Exchange Marketplaces will come in a lot of flavors. The public Exchanges, which will dominate the individual market in 2014, will test all kinds of ideas--active purchasing vs. clearinghouse approaches, more vs. less standardization of products, etc. Private Exchanges, which already have a toehold in retiree and other niche markets, will grow their share of the group market. Some private models will look like the public Exchanges, with metal levels and risk adjustment. Other models will allow mega-employers to keep much of their current role in delivery system reform while experimenting with defined contribution roles. It won’t be too many years before most Americans will expect to be offered choices and accept the fact that some choices will cost them more than others.
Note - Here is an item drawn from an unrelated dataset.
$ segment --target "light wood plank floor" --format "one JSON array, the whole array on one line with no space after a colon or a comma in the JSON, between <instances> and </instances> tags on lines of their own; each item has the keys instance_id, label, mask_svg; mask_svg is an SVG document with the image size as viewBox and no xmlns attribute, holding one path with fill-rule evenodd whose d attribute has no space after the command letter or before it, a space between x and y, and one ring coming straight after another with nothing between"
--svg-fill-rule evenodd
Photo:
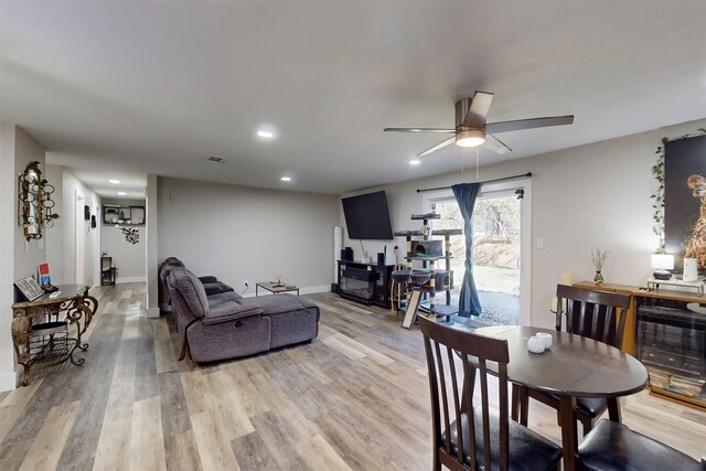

The ACA promise of basic coverage for everyone, with no loopholes, is the foundation of reform, but it also is critical that we become more price-conscious. Increased cost sharing is not a new trend in the Marketplace, but Exchange Marketplaces will make the cost drivers in healthcare a lot more transparent and make it easier to find those that are delivering the best quality at the lowest price.
What Occupies a Typical Day?
Joel’s Response: My work with Manatt Health Solutions gives me a 360-degree view of the healthcare marketplace, since we have clients in every sector, from government to providers to payers. Having worked for both states and the federal government, I respect the federal role in establishing the rules of the road for the new marketplace, but I look to the states to be the real innovators, and I have done work for nearly half the states since joining Manatt. I also have worked for insurers, hospitals, employers and foundations and have gleaned some new perspectives that are not always shared with regulators. My favorite activity is still a robust off-the-record discussion on a tough implementation issue.
Where Should We Focus Next?
Joel’s Response: When I came to HHS in August 2010, I never dreamed that the partisanship would go on as long as it has. The opposition makes a tough job even harder, but the irony is that much of what the opposition is fighting -- Exchange marketplaces that empower consumers, states stepping up rather than ceding control to the federal government -- are bipartisan if not conservative ideas. The two political parties will always disagree about levels of subsidy and regulation, but I look forward to the day when the success story in Massachusetts is duplicated in California and across the country, and the stakeholders that I deal with are less distracted by politics and can focus their energies on making our health system work better.